The Islamic State, meanwhile, may not have been as prolific in its strategy documents as al-Qaeda, but the attack on the Egyptian frigate was not meant to be an outlier. In 2015, one Islamic State figure declared:

Today, Worshippers of the Cross and the infidels pollute our seas with their warships, boats, and aircraft carriers and gobble up our wealth and kill us from the sea… Thank God, the descendants of our lions who fought at sea are alive and have established for us an Islamic state…and, after seizing control of the land, God willing, it will also take to the sea in what is only a matter of a short time.

The danger is not just Islamic State and al-Qaeda aspiration, but how they have fleshed out their ideas. This is the true value of Cigar’s work. He detailed, for example, how jihadists might approach command-and-control in a maritime environment and, based on their own discussions, how they might address logistics and the development of actionable intelligence.

How might al-Qaeda and the Islamic State act in the future? In short, they hope to entice the US Navy into narrow waterways off the coast of hostile coastal regions, such as in the waters not only off Yemen and Somalia but also off the coast of Libya, Egypt, Syria and in the Straits of Malacca and the South China Sea. While ships have grown accustomed to treading carefully off the Horn of Africa, Yemen is more difficult to avoid: the Bab al-Mandab between Yemen and Djibouti is a chokepoint that shipping transiting the Suez Canal cannot avoid. The same holds true with the Straits of Malacca, especially if extremists succeed in their efforts to gain footholds in Indonesia. As for the Mediterranean, the development of local gas fields and the rise of both Islamic State proxies along its shores mean that it is in play in a way that it has not since the Cold War.

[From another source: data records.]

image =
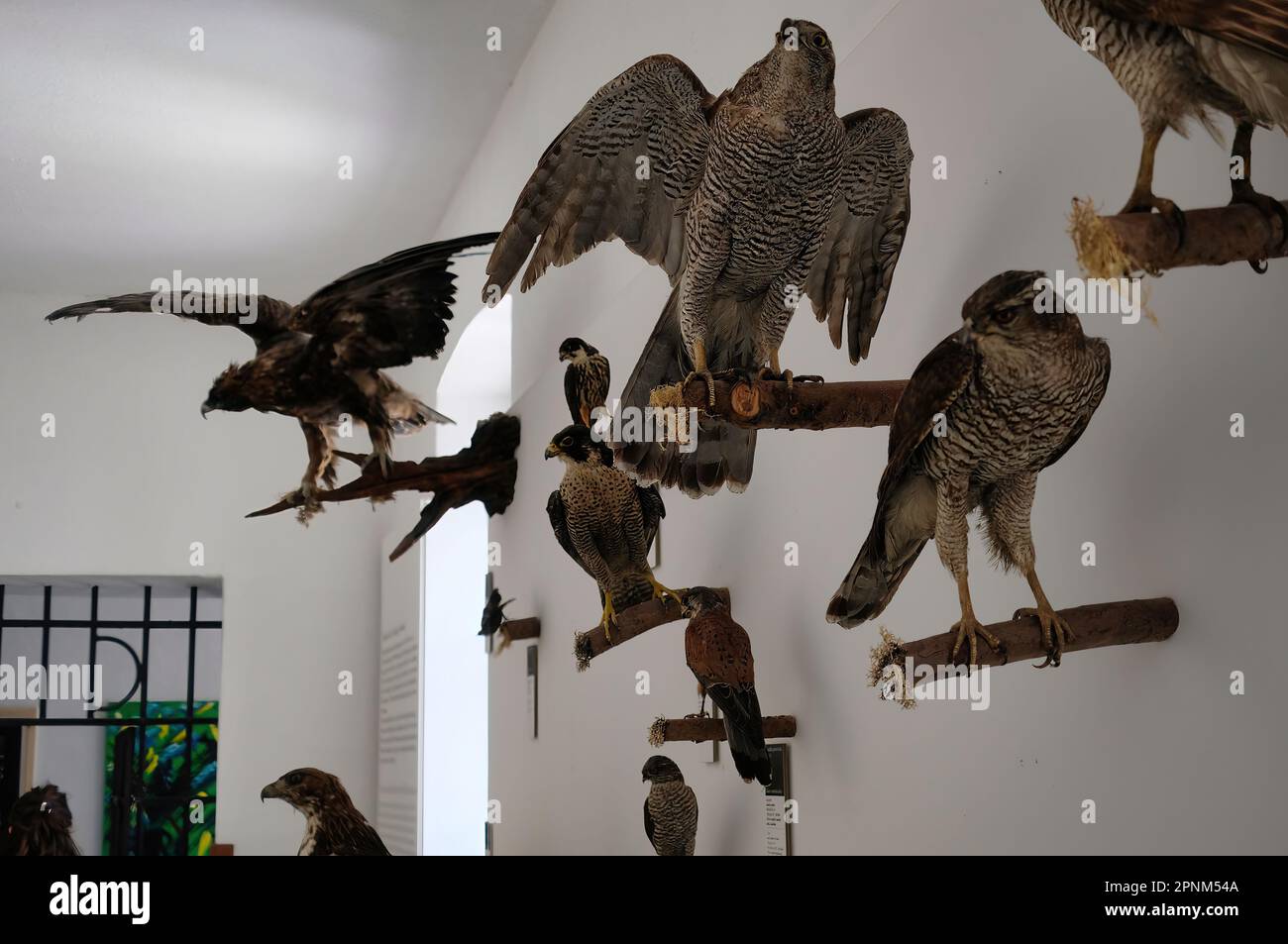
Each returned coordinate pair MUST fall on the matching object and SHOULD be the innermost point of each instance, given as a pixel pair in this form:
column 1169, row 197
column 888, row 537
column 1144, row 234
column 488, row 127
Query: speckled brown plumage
column 748, row 200
column 983, row 413
column 670, row 809
column 333, row 824
column 717, row 652
column 604, row 520
column 1183, row 59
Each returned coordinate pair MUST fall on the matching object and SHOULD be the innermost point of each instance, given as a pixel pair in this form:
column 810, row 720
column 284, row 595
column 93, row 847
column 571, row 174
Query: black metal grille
column 93, row 716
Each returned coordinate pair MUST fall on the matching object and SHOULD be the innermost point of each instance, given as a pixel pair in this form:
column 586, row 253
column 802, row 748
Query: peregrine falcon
column 748, row 200
column 984, row 412
column 323, row 359
column 585, row 378
column 719, row 653
column 670, row 810
column 333, row 824
column 1180, row 58
column 605, row 522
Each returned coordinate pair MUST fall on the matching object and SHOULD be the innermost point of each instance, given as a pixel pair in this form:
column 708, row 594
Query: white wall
column 1173, row 504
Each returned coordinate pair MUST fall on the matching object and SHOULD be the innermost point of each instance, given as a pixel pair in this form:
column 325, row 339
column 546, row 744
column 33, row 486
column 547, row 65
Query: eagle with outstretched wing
column 322, row 361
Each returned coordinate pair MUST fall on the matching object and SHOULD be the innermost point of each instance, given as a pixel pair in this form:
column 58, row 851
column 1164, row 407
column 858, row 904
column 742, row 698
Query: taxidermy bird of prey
column 748, row 201
column 670, row 809
column 605, row 522
column 323, row 359
column 1180, row 59
column 984, row 412
column 719, row 653
column 585, row 378
column 333, row 824
column 493, row 613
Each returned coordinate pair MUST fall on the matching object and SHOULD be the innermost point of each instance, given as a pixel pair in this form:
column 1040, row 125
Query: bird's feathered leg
column 1241, row 191
column 952, row 541
column 1142, row 198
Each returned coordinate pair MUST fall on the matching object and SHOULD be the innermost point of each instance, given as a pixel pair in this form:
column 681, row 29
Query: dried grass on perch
column 698, row 729
column 484, row 471
column 1132, row 243
column 777, row 404
column 1095, row 626
column 630, row 622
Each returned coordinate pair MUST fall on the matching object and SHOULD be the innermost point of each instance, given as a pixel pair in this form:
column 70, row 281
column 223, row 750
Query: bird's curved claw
column 1168, row 210
column 1055, row 633
column 967, row 629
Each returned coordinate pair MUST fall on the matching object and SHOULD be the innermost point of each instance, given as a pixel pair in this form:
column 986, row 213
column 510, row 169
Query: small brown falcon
column 719, row 655
column 1181, row 59
column 983, row 415
column 333, row 824
column 323, row 360
column 604, row 522
column 670, row 809
column 585, row 380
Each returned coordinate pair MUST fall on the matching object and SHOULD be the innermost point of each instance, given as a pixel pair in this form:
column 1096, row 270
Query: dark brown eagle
column 333, row 824
column 322, row 361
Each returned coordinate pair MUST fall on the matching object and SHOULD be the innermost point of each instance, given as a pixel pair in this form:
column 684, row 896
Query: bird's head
column 227, row 393
column 576, row 445
column 804, row 52
column 661, row 769
column 697, row 600
column 1005, row 314
column 576, row 349
column 305, row 788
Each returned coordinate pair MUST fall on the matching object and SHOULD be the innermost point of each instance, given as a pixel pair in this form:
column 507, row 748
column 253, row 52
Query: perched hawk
column 984, row 412
column 333, row 824
column 585, row 378
column 670, row 810
column 323, row 359
column 719, row 653
column 604, row 522
column 748, row 201
column 1180, row 58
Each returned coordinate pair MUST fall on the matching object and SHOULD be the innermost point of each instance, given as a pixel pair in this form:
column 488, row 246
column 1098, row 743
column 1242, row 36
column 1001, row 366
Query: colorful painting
column 166, row 810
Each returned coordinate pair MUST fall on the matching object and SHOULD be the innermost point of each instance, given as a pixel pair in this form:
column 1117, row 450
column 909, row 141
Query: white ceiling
column 224, row 162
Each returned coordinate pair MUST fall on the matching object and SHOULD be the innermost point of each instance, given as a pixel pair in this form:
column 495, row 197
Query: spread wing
column 1076, row 433
column 1257, row 24
column 936, row 382
column 851, row 273
column 259, row 317
column 592, row 181
column 389, row 312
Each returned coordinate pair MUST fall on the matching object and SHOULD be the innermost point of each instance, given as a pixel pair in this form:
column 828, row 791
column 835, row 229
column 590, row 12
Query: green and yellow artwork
column 166, row 806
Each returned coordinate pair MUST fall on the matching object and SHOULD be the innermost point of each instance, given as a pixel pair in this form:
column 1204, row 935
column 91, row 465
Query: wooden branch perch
column 1095, row 626
column 769, row 404
column 630, row 622
column 1212, row 237
column 698, row 729
column 484, row 471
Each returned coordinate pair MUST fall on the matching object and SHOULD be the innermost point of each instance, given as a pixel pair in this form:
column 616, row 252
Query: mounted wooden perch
column 484, row 471
column 699, row 729
column 630, row 622
column 1095, row 626
column 1133, row 243
column 805, row 404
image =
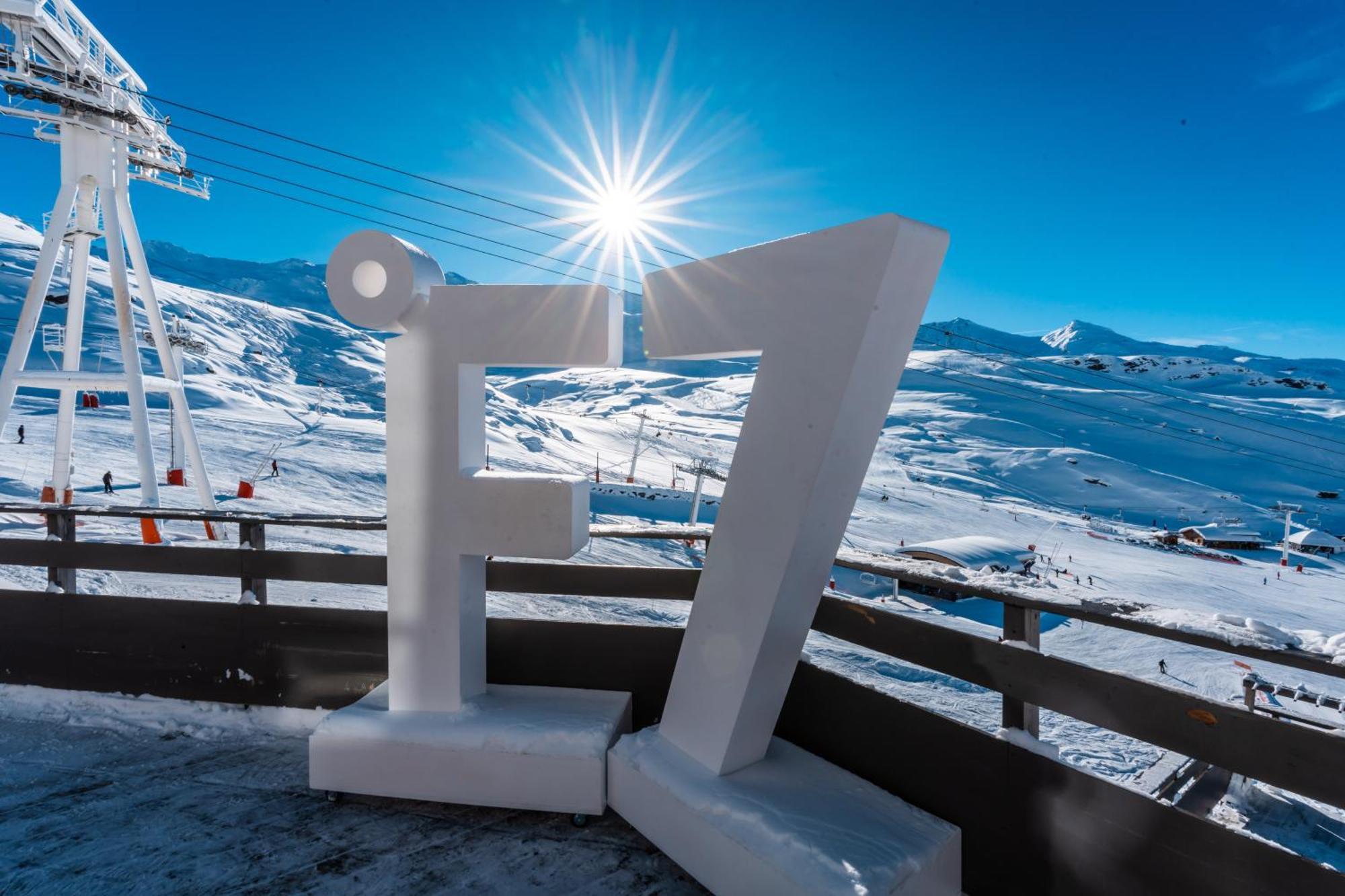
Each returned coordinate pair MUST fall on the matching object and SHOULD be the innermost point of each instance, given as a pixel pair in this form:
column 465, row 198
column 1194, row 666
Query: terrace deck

There is a tendency among politicians to celebrate victories, not recognizing how transitory they are. Seldom is the mission ever truly accomplished. Simultaneously, too many strategists focus on winning the last war while counter-terrorism specialists concentrate on preventing recurrence of previous attacks. The reality is, however, that threats evolve; terrorists think outside the box. It is in this context that Cigar’s work is important for it may be a window into the future.